Another silence follows.
“The second sight,” the Major says at last.
“Huh?” I ask.
He wipes his mouth with a napkin; before keeping company with Becky, he would have wiped it with his sleeve. “I mean, what if Hardwick keeps her around because her fortune-telling powers are real?”
That’s exactly what I was thinking.
“I knew some women like that, not on the Craven side of my family, but the O’Malleys. Something passed down from the old country. We called it the second sight. They could find lost items, tell a person’s future just by looking at him, dream about things far away. I’ve seen it with my own eyes.”
I lean forward. “Seen what?”
He takes a sip of coffee and considers his next words. “When we were small, my little brother fell out of a tree and broke his right arm. The same day it happened, my mother got a letter from Aunt Lizzy, her sister, warning that she had had a dream about my brother breaking his arm, and telling my mother to be careful. It’d been written days before.”

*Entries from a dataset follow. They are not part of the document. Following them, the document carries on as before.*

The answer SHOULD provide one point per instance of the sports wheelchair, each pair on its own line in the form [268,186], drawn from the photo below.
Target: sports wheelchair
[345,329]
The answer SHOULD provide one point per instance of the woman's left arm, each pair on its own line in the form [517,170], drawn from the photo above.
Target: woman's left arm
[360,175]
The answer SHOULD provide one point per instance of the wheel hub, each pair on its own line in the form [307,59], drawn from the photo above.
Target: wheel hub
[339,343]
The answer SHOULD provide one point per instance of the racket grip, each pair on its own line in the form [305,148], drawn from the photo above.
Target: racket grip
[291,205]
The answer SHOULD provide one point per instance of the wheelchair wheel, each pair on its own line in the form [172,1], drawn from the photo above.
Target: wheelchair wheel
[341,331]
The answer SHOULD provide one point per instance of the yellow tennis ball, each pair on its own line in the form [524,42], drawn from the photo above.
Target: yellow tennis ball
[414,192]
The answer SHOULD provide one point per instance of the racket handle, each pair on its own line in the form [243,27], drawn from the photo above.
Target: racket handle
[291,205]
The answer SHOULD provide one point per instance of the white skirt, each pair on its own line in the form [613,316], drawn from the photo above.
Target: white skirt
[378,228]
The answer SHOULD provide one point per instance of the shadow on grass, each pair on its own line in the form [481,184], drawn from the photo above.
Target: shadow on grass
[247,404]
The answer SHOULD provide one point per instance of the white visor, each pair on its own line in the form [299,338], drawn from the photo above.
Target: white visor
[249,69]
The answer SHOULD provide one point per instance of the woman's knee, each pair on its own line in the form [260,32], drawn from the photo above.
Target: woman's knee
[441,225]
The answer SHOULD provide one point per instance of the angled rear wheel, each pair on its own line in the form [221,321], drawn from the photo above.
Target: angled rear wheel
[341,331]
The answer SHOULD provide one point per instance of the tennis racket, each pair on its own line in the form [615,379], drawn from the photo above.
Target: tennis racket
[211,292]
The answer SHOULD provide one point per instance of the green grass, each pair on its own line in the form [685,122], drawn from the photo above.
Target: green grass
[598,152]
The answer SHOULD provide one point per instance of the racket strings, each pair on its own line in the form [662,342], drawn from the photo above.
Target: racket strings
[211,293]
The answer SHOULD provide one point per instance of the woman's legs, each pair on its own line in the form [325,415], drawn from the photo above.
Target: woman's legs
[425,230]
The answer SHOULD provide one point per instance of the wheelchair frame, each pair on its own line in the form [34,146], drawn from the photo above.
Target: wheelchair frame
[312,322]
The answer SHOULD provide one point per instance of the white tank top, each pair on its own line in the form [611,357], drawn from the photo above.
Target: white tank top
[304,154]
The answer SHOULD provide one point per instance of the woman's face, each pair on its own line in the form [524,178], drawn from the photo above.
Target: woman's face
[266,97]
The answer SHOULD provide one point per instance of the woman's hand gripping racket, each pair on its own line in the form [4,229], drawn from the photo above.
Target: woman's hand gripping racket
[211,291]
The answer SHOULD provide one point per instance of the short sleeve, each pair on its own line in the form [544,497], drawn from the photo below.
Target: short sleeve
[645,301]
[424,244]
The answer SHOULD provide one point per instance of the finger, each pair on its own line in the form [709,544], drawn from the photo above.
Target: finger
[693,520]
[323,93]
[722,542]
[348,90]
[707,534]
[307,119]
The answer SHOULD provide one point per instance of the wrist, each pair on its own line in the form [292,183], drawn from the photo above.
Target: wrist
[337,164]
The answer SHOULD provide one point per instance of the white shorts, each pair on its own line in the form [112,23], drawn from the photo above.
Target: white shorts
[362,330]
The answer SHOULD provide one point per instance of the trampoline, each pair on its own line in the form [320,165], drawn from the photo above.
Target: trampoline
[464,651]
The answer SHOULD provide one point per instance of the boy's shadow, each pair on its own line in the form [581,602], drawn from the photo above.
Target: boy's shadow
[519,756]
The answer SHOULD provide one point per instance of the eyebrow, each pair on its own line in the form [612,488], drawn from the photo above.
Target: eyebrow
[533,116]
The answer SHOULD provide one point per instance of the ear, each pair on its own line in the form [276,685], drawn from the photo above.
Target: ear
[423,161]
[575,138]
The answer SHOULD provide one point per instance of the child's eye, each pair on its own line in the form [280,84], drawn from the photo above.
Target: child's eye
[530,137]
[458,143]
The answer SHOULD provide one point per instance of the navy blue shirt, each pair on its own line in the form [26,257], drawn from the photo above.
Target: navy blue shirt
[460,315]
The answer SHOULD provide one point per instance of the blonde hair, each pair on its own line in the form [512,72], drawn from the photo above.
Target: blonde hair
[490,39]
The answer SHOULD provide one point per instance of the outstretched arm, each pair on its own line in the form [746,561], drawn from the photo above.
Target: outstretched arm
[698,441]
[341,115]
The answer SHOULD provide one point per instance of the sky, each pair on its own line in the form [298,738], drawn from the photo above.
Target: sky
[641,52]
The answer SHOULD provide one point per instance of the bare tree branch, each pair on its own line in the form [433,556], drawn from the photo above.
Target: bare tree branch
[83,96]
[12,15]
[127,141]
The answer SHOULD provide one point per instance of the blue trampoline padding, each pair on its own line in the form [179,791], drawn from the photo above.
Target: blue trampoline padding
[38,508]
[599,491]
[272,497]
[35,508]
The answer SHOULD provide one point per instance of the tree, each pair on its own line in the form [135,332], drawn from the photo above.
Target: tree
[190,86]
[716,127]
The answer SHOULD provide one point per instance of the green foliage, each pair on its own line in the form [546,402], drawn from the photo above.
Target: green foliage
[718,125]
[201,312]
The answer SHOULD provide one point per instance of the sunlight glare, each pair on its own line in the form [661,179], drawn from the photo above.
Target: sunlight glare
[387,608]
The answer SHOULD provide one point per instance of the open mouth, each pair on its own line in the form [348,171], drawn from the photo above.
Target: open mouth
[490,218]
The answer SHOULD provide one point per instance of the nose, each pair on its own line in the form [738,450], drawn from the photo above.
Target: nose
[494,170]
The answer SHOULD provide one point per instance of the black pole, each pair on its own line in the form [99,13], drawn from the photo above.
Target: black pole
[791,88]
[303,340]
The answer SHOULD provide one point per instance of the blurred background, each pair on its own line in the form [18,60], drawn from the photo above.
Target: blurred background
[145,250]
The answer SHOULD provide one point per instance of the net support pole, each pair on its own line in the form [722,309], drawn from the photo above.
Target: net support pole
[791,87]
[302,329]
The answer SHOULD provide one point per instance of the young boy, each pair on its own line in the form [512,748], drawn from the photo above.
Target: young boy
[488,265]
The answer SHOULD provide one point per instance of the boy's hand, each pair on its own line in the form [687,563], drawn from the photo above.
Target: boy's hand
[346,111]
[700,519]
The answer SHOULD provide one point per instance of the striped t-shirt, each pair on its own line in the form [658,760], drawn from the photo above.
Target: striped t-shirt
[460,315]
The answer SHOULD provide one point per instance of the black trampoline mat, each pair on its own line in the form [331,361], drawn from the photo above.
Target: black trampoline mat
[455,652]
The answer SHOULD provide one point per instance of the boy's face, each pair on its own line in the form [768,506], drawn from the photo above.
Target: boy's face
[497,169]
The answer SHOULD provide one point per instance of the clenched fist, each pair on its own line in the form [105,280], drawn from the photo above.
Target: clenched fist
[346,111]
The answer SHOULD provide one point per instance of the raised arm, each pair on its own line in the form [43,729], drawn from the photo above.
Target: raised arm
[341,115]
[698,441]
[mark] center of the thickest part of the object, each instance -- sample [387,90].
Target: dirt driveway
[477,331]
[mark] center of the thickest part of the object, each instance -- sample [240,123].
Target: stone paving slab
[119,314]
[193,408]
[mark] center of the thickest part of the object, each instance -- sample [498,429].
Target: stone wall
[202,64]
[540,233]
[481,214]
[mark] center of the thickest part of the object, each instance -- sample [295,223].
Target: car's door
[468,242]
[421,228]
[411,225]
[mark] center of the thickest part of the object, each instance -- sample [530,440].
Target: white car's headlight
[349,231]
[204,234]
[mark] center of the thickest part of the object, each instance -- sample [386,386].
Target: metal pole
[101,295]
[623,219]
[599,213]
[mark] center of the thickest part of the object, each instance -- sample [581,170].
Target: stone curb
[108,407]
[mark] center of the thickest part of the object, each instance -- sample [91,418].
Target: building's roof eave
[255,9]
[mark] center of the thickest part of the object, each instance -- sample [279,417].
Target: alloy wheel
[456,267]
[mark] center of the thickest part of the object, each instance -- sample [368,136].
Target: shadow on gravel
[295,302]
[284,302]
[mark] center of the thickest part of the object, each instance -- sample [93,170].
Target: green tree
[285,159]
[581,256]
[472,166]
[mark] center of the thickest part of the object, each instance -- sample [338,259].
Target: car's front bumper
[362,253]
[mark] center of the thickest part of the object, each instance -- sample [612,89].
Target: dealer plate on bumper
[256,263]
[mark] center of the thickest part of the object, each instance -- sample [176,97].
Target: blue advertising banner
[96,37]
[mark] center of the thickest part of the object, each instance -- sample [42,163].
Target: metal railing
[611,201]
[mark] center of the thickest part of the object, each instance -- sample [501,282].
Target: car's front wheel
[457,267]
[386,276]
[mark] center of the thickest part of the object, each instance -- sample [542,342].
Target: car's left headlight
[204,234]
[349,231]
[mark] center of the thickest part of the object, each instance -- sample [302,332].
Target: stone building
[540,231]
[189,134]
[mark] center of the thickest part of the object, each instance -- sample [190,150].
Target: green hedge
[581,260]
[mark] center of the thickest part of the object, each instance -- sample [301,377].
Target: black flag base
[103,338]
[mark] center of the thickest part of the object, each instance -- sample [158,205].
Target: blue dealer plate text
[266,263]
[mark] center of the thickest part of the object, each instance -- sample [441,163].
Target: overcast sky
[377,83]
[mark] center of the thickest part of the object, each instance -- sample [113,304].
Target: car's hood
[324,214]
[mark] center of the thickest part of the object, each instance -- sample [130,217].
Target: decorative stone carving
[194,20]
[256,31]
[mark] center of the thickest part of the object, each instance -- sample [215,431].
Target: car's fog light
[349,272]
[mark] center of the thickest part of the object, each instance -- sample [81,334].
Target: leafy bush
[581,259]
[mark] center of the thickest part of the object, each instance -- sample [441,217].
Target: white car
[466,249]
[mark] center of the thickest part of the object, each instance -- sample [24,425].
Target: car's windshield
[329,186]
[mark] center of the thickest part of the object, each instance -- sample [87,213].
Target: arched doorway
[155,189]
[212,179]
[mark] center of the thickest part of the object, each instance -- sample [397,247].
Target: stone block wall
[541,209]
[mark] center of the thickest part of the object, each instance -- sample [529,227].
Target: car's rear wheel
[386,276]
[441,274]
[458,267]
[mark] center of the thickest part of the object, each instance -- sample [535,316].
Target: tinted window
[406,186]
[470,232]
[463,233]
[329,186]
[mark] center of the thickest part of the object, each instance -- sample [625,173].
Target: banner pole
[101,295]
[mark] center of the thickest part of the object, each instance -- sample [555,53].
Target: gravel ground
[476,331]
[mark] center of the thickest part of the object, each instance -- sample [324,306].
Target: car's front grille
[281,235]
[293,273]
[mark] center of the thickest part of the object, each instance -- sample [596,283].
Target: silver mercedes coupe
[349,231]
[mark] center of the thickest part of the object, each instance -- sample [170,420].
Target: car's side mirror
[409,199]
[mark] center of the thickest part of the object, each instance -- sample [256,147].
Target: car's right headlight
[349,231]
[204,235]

“That’s not exactly proof,” I say.
He shrugs. “No, but there were other things, too. Even now, for example, there’s this girl . . .” He gives me a knowing look. “Who can sniff out gold better than a bloodhound on the trail. When she does, her brown eyes turn the most mesmerizing shade of gold.”
“Really?” Becky says. “I never noticed that!”
Everyone is suddenly staring at me, as if expecting my eyes to shoot daggers. Like I’m dangerous.
Something inside me breaks just a tiny bit. Sniffing out gold is the most valuable, wondrous thing I can do. But even the people closest to me, the people I love with all my heart, sometimes view my power with suspicion. And maybe they’re right to do so.